The researchers then ran the VirtualMultiplexer through the so-called Turing test. Named after the founding father of state-of-the-art AI, Alan Turing, the test determines whether AI can produce output that is indistinguishable from that produced by humans. By asking expert pathologists to distinguish time-honored tinted images from AI-generated colors, the authors found that the artificial creations were perceived as nearly identical to the real images, demonstrating the effectiveness of their model.

Multi-Scale Approach: Significant Progress

One of the main breakthroughs that distinguish VirtualMultiplexer is its multiscale approach. Customary models often focus on examining tissue at the microscopic scale (cellular level) or macroscopic scale (whole tissue). The model proposed by the team from Lausanne and Bern takes into account three different scales of tumor tissue structure: its global appearance and architecture, the relationships between neighboring cells, and the detailed features of individual cells. This holistic approach allows for a more right representation of the tissue image.
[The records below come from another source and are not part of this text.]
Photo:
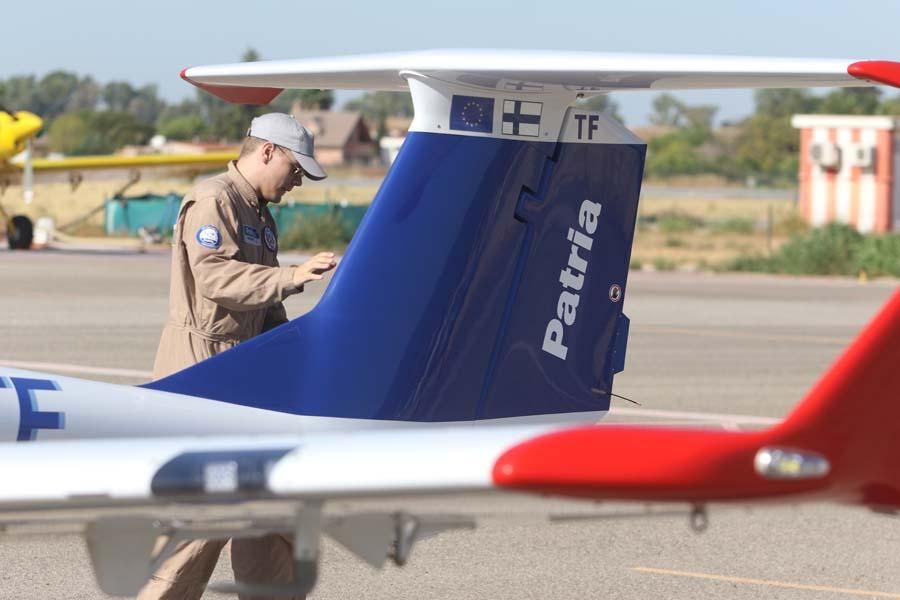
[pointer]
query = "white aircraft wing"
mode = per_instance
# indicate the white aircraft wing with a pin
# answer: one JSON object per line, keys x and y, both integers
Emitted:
{"x": 590, "y": 72}
{"x": 95, "y": 473}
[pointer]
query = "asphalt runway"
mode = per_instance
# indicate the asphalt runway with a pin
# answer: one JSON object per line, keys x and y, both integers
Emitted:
{"x": 701, "y": 346}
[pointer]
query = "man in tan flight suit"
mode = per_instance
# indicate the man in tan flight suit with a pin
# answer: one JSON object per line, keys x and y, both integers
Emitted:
{"x": 228, "y": 287}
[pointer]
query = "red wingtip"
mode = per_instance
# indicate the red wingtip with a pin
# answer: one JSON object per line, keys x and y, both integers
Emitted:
{"x": 236, "y": 94}
{"x": 850, "y": 418}
{"x": 881, "y": 71}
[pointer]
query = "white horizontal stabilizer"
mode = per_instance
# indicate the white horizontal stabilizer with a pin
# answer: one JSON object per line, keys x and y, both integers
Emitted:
{"x": 538, "y": 71}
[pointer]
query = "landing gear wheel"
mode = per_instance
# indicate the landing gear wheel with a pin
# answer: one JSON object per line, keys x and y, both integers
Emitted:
{"x": 21, "y": 233}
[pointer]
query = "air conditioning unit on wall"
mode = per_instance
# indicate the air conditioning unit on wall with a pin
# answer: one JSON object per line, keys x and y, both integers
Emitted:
{"x": 825, "y": 154}
{"x": 861, "y": 155}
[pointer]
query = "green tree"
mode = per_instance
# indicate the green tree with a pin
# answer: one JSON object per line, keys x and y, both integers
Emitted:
{"x": 785, "y": 102}
{"x": 308, "y": 99}
{"x": 146, "y": 105}
{"x": 85, "y": 96}
{"x": 117, "y": 95}
{"x": 851, "y": 101}
{"x": 86, "y": 132}
{"x": 667, "y": 111}
{"x": 53, "y": 93}
{"x": 768, "y": 147}
{"x": 67, "y": 133}
{"x": 108, "y": 131}
{"x": 20, "y": 93}
{"x": 378, "y": 106}
{"x": 184, "y": 127}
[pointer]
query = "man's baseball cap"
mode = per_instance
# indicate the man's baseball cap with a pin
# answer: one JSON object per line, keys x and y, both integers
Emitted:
{"x": 285, "y": 131}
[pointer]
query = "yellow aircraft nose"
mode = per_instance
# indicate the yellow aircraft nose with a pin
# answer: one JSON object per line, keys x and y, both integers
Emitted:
{"x": 15, "y": 130}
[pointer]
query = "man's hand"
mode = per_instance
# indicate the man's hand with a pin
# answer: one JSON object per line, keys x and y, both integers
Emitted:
{"x": 314, "y": 269}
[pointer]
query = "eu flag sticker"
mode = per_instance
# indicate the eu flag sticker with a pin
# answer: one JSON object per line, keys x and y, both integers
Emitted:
{"x": 472, "y": 113}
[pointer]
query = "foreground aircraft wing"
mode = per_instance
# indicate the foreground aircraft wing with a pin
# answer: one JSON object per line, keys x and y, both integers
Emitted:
{"x": 839, "y": 444}
{"x": 534, "y": 71}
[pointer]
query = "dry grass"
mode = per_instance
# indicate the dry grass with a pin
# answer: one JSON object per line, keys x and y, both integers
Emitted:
{"x": 60, "y": 202}
{"x": 705, "y": 246}
{"x": 701, "y": 247}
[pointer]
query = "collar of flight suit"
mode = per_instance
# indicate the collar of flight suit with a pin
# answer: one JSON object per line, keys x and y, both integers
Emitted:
{"x": 243, "y": 186}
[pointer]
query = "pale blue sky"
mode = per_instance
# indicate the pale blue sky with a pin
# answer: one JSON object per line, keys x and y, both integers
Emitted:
{"x": 149, "y": 42}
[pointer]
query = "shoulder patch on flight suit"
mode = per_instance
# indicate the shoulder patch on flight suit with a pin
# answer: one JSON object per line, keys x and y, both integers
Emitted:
{"x": 251, "y": 235}
{"x": 209, "y": 237}
{"x": 271, "y": 240}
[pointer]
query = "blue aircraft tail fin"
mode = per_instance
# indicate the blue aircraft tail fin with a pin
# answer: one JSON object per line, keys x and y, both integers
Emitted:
{"x": 486, "y": 281}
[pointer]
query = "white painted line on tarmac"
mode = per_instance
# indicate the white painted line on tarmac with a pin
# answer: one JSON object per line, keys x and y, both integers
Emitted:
{"x": 767, "y": 583}
{"x": 742, "y": 335}
{"x": 78, "y": 369}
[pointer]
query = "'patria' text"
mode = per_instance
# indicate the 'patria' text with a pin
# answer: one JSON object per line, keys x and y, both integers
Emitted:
{"x": 572, "y": 279}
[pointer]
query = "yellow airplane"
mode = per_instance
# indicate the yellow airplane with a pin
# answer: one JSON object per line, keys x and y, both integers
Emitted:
{"x": 17, "y": 129}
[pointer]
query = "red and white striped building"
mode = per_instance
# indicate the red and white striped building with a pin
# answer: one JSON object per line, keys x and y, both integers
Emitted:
{"x": 847, "y": 167}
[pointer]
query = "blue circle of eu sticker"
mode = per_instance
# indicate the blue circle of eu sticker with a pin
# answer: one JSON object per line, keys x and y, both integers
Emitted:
{"x": 271, "y": 241}
{"x": 208, "y": 237}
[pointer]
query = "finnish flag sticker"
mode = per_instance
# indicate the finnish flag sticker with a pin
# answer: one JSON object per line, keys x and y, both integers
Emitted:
{"x": 522, "y": 118}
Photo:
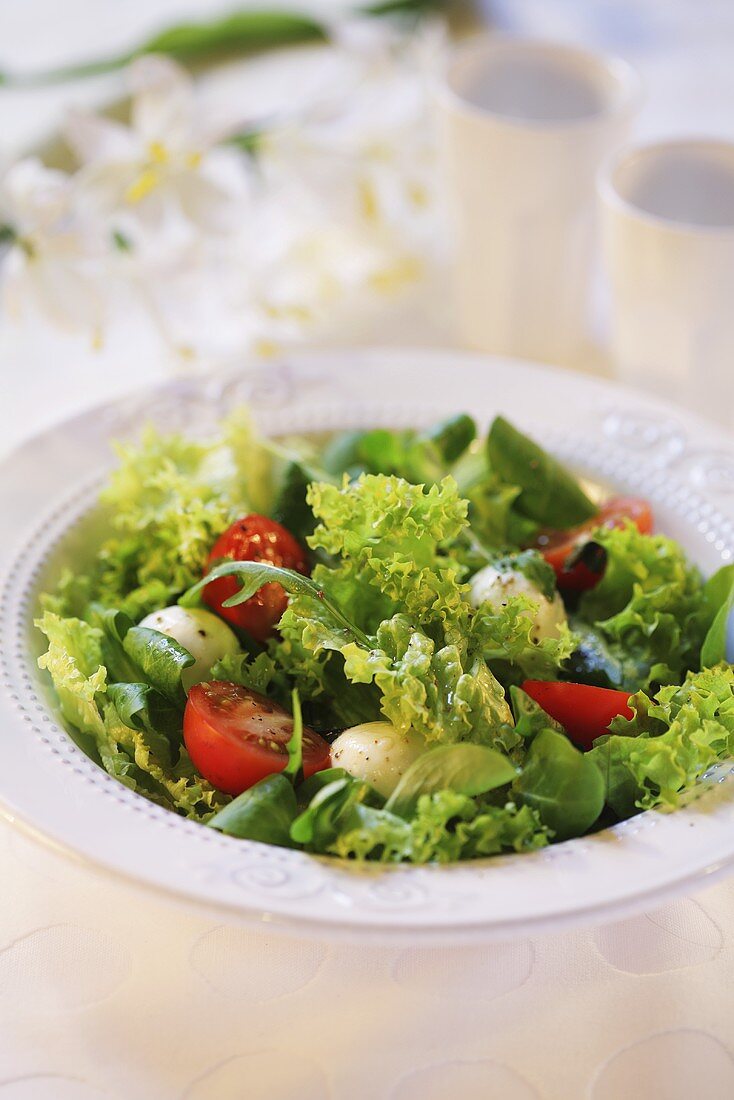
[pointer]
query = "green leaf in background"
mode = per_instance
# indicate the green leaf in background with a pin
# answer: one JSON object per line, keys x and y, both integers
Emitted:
{"x": 264, "y": 813}
{"x": 467, "y": 769}
{"x": 161, "y": 660}
{"x": 549, "y": 494}
{"x": 719, "y": 600}
{"x": 450, "y": 437}
{"x": 563, "y": 785}
{"x": 422, "y": 458}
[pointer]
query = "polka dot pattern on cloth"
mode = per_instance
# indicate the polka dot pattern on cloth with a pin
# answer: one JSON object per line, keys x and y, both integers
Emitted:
{"x": 61, "y": 967}
{"x": 223, "y": 957}
{"x": 466, "y": 1080}
{"x": 464, "y": 972}
{"x": 265, "y": 1075}
{"x": 675, "y": 1065}
{"x": 678, "y": 936}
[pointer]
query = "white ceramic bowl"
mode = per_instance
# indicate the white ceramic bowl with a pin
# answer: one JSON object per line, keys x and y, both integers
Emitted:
{"x": 50, "y": 787}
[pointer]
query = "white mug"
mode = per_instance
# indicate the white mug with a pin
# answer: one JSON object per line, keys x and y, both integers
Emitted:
{"x": 668, "y": 237}
{"x": 524, "y": 127}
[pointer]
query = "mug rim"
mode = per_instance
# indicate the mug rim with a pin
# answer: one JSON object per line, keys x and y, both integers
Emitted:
{"x": 617, "y": 69}
{"x": 612, "y": 197}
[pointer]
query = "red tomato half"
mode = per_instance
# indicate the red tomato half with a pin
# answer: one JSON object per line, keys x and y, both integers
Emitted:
{"x": 583, "y": 712}
{"x": 254, "y": 538}
{"x": 236, "y": 737}
{"x": 557, "y": 547}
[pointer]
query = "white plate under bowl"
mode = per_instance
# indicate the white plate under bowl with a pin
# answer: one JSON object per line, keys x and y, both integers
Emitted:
{"x": 48, "y": 785}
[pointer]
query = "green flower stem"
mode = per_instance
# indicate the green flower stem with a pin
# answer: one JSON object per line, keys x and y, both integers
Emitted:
{"x": 241, "y": 32}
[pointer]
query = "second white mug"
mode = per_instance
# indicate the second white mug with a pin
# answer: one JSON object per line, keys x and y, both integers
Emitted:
{"x": 668, "y": 220}
{"x": 524, "y": 127}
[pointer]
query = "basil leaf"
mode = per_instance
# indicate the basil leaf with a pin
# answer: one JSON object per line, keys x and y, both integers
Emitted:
{"x": 264, "y": 813}
{"x": 161, "y": 660}
{"x": 254, "y": 574}
{"x": 719, "y": 600}
{"x": 467, "y": 769}
{"x": 563, "y": 785}
{"x": 311, "y": 785}
{"x": 142, "y": 707}
{"x": 549, "y": 494}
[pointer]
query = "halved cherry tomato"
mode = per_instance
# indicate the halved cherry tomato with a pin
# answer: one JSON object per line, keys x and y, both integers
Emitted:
{"x": 557, "y": 547}
{"x": 236, "y": 737}
{"x": 254, "y": 538}
{"x": 583, "y": 712}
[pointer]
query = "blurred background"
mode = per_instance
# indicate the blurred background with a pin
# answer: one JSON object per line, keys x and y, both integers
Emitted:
{"x": 324, "y": 220}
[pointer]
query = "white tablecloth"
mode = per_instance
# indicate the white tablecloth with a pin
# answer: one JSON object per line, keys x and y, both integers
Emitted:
{"x": 106, "y": 992}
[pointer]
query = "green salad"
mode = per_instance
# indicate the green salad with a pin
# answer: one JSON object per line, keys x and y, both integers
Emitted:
{"x": 390, "y": 645}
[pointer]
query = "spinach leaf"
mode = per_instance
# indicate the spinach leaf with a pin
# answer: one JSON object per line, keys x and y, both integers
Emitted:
{"x": 719, "y": 601}
{"x": 161, "y": 660}
{"x": 563, "y": 785}
{"x": 114, "y": 626}
{"x": 549, "y": 494}
{"x": 467, "y": 769}
{"x": 264, "y": 813}
{"x": 142, "y": 707}
{"x": 254, "y": 574}
{"x": 320, "y": 823}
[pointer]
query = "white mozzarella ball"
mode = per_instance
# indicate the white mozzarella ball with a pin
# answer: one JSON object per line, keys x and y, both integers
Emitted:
{"x": 201, "y": 633}
{"x": 376, "y": 752}
{"x": 495, "y": 586}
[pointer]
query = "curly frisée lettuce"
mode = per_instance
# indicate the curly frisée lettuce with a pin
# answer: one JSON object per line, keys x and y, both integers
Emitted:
{"x": 382, "y": 628}
{"x": 674, "y": 738}
{"x": 144, "y": 758}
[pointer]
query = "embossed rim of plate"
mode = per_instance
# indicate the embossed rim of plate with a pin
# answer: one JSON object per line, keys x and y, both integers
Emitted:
{"x": 686, "y": 466}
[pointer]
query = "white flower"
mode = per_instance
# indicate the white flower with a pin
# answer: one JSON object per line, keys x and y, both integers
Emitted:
{"x": 165, "y": 164}
{"x": 48, "y": 262}
{"x": 367, "y": 154}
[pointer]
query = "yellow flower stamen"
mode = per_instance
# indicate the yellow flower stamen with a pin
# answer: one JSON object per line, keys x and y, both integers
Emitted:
{"x": 417, "y": 195}
{"x": 266, "y": 349}
{"x": 368, "y": 200}
{"x": 146, "y": 182}
{"x": 393, "y": 278}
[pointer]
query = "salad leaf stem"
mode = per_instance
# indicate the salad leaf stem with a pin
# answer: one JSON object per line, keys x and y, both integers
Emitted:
{"x": 254, "y": 574}
{"x": 294, "y": 768}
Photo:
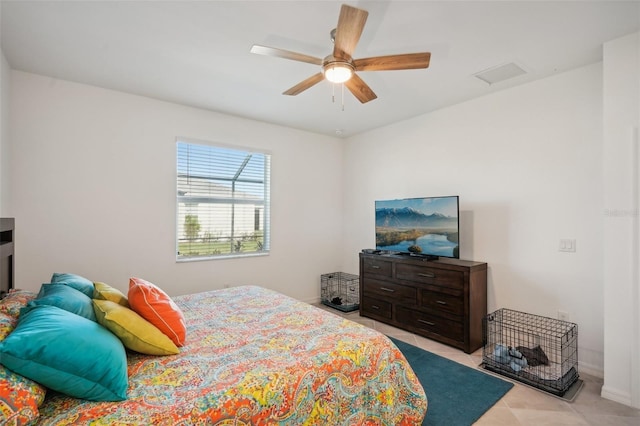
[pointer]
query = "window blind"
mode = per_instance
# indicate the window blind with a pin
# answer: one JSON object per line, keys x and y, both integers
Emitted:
{"x": 222, "y": 201}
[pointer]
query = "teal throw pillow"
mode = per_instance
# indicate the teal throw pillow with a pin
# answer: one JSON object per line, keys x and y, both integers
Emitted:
{"x": 76, "y": 281}
{"x": 67, "y": 353}
{"x": 67, "y": 298}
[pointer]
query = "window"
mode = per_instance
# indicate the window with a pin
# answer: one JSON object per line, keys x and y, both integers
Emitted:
{"x": 223, "y": 201}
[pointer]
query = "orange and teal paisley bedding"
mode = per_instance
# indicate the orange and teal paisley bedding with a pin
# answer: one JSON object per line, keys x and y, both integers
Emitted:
{"x": 255, "y": 357}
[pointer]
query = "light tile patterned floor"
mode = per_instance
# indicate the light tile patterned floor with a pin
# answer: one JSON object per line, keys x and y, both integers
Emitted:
{"x": 523, "y": 405}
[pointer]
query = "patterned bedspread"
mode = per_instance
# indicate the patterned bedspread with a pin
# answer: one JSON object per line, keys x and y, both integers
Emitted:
{"x": 256, "y": 357}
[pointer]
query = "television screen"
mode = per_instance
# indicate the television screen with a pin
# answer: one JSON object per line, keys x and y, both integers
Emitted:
{"x": 426, "y": 226}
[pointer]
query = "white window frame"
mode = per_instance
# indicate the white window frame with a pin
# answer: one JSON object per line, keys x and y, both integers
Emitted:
{"x": 215, "y": 193}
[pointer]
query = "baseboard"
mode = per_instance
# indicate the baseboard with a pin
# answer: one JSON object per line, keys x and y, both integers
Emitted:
{"x": 615, "y": 395}
{"x": 590, "y": 370}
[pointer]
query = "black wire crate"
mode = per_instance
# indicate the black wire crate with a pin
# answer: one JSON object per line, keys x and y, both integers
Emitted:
{"x": 340, "y": 291}
{"x": 538, "y": 351}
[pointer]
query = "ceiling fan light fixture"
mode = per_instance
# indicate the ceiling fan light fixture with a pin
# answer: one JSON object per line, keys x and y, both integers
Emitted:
{"x": 338, "y": 72}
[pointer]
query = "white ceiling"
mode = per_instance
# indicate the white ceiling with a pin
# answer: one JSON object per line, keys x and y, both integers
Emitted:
{"x": 197, "y": 52}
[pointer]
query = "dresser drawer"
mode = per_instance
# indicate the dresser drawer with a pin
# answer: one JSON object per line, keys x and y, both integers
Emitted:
{"x": 375, "y": 266}
{"x": 442, "y": 302}
{"x": 390, "y": 291}
{"x": 425, "y": 274}
{"x": 372, "y": 306}
{"x": 431, "y": 323}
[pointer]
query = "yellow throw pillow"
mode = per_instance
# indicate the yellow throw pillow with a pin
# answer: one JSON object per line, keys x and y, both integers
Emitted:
{"x": 135, "y": 332}
{"x": 102, "y": 291}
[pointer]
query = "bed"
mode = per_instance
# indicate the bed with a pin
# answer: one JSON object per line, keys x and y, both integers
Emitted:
{"x": 253, "y": 356}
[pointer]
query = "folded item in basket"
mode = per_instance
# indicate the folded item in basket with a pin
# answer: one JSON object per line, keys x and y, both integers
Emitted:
{"x": 508, "y": 355}
{"x": 535, "y": 356}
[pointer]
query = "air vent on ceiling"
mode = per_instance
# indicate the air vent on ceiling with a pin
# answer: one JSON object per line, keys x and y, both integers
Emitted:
{"x": 500, "y": 73}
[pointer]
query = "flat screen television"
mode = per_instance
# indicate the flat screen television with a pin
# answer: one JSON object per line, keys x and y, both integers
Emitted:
{"x": 427, "y": 226}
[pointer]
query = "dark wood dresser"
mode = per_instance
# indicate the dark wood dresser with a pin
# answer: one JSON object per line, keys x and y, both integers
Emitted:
{"x": 444, "y": 300}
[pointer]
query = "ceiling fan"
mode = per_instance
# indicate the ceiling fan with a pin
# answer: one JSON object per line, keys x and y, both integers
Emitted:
{"x": 340, "y": 67}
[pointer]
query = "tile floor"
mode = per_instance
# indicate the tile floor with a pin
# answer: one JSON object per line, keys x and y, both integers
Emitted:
{"x": 523, "y": 405}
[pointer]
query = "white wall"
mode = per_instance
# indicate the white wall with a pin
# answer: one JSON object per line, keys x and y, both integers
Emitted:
{"x": 93, "y": 186}
{"x": 526, "y": 163}
{"x": 621, "y": 242}
{"x": 5, "y": 152}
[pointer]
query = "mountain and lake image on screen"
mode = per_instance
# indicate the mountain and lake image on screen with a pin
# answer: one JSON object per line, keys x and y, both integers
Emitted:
{"x": 426, "y": 226}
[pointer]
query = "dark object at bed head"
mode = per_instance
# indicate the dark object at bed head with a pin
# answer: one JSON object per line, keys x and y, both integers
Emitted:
{"x": 7, "y": 279}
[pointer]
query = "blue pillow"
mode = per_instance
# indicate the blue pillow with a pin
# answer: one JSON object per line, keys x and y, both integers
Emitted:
{"x": 67, "y": 353}
{"x": 67, "y": 298}
{"x": 76, "y": 281}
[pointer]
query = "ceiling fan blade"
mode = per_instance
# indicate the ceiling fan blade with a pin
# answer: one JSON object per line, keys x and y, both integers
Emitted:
{"x": 350, "y": 25}
{"x": 281, "y": 53}
{"x": 406, "y": 61}
{"x": 360, "y": 89}
{"x": 304, "y": 85}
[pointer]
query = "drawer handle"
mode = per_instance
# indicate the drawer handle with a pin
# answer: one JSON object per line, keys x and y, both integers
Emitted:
{"x": 427, "y": 274}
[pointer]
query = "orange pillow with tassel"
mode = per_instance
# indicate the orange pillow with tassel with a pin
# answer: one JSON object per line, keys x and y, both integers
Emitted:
{"x": 154, "y": 305}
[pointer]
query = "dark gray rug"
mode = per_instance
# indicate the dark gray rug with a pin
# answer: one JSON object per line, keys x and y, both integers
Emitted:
{"x": 457, "y": 394}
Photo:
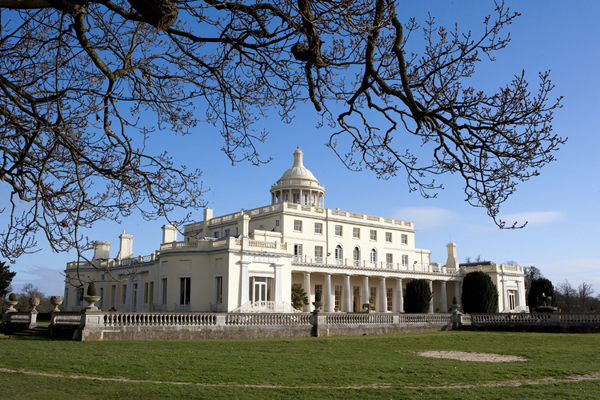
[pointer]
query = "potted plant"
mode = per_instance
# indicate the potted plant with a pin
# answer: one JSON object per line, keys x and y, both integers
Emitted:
{"x": 318, "y": 303}
{"x": 12, "y": 302}
{"x": 91, "y": 297}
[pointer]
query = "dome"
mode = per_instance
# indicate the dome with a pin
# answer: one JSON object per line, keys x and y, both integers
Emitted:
{"x": 298, "y": 170}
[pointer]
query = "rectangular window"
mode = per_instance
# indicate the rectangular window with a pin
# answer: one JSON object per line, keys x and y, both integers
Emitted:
{"x": 389, "y": 260}
{"x": 319, "y": 254}
{"x": 338, "y": 296}
{"x": 338, "y": 230}
{"x": 319, "y": 289}
{"x": 184, "y": 290}
{"x": 79, "y": 297}
{"x": 318, "y": 228}
{"x": 404, "y": 238}
{"x": 163, "y": 285}
{"x": 219, "y": 290}
{"x": 298, "y": 251}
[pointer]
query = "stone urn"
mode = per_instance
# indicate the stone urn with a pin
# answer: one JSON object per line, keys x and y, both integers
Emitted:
{"x": 56, "y": 301}
{"x": 92, "y": 300}
{"x": 34, "y": 302}
{"x": 318, "y": 305}
{"x": 11, "y": 306}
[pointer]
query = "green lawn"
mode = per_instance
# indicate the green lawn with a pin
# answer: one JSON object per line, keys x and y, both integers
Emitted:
{"x": 337, "y": 368}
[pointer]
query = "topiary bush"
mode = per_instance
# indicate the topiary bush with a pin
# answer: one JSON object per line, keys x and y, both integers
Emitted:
{"x": 417, "y": 297}
{"x": 538, "y": 287}
{"x": 479, "y": 294}
{"x": 91, "y": 289}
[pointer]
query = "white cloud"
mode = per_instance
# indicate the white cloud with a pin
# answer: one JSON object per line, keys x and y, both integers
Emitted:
{"x": 533, "y": 218}
{"x": 428, "y": 218}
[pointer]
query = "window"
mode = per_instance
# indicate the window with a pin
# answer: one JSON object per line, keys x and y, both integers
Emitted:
{"x": 319, "y": 289}
{"x": 339, "y": 254}
{"x": 389, "y": 260}
{"x": 184, "y": 290}
{"x": 163, "y": 285}
{"x": 297, "y": 252}
{"x": 338, "y": 230}
{"x": 218, "y": 290}
{"x": 356, "y": 256}
{"x": 404, "y": 238}
{"x": 79, "y": 297}
{"x": 318, "y": 228}
{"x": 318, "y": 254}
{"x": 373, "y": 258}
{"x": 297, "y": 225}
{"x": 338, "y": 296}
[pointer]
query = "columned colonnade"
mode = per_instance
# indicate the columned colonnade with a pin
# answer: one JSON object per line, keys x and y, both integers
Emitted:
{"x": 347, "y": 300}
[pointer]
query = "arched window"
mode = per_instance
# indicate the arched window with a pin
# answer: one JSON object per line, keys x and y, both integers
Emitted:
{"x": 356, "y": 256}
{"x": 339, "y": 254}
{"x": 374, "y": 258}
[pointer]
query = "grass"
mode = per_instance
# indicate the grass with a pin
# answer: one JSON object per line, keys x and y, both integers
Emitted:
{"x": 342, "y": 367}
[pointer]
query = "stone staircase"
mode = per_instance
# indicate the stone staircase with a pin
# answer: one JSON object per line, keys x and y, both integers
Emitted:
{"x": 38, "y": 331}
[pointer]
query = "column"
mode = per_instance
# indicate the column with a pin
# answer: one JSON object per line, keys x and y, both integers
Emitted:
{"x": 245, "y": 283}
{"x": 457, "y": 292}
{"x": 278, "y": 283}
{"x": 382, "y": 296}
{"x": 365, "y": 294}
{"x": 504, "y": 294}
{"x": 347, "y": 306}
{"x": 431, "y": 301}
{"x": 307, "y": 290}
{"x": 327, "y": 294}
{"x": 444, "y": 306}
{"x": 399, "y": 296}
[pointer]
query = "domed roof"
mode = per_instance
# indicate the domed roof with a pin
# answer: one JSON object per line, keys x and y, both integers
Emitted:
{"x": 298, "y": 170}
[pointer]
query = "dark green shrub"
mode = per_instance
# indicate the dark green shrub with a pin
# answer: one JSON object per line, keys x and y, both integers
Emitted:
{"x": 479, "y": 294}
{"x": 91, "y": 289}
{"x": 538, "y": 287}
{"x": 417, "y": 297}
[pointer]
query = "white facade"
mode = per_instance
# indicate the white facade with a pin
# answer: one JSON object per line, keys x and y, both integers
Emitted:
{"x": 250, "y": 259}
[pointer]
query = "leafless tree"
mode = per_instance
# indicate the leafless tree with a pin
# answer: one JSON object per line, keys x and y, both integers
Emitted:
{"x": 584, "y": 294}
{"x": 566, "y": 297}
{"x": 76, "y": 75}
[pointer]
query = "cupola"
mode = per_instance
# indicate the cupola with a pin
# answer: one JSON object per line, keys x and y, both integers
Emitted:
{"x": 298, "y": 185}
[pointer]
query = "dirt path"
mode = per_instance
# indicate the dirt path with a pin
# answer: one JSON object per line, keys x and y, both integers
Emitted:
{"x": 544, "y": 381}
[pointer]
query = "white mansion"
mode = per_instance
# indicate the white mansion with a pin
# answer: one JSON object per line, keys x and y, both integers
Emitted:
{"x": 248, "y": 261}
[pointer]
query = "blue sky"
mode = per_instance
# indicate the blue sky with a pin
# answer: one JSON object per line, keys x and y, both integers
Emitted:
{"x": 561, "y": 205}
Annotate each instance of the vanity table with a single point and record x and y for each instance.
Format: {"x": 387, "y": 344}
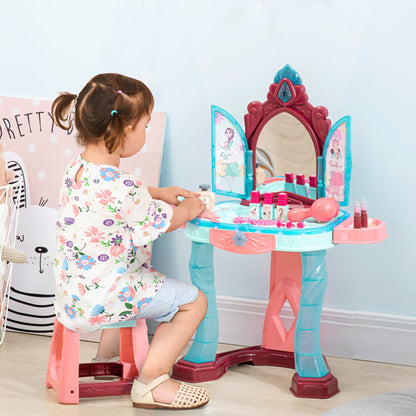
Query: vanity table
{"x": 283, "y": 134}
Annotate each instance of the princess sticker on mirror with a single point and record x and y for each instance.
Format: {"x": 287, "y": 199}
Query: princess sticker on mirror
{"x": 229, "y": 155}
{"x": 334, "y": 175}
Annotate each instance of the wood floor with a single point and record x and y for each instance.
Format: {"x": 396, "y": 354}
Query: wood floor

Implications for cancer research and beyond

The study represents a significant advance in oncology research, complementing existing experimental data. By generating high-quality simulated stainings, VirtualMultiplexer can lend a hand experts formulate hypotheses, prioritize experiments, and deepen their understanding of cancer biology. Marianna Kruithof-de Julio, head of the Urology Research Laboratory at the University of Bern and co-author of the study, sees significant potential for future applications: “We developed our tool using tissue from people with prostate cancer. In the paper, we also show that it works similarly well in pancreatic tumors – which gives us confidence that it could be useful for many other types of disease.”

The inventive approach also has the potential to support so-called fundamental AI models in biological research. The strength of such models is their ability to learn by processing huge amounts of data in a self-supervised manner, allowing them to understand the logic behind elaborate structures and acquire the ability to perform different types of tasks.

Available data on uncommon tissues are insufficient. VirtualMultiplexer can fill these gaps by generating realistic images quickly and free of charge, and thus lend a hand future foundation models analyze and describe tissue features in many different ways. This will pave the way for up-to-date discoveries in research and diagnostics.”

Marianna Rapsomaniki, University of Lausanne

Source:

Magazine reference:

Pati, P., and others. (2024). Accelerating histopathology workflows with AI-based, virtually multiplexed generative tumor profiling. Nature Machine Intelligence. doi.org/10.1038/s42256-024-00889-5.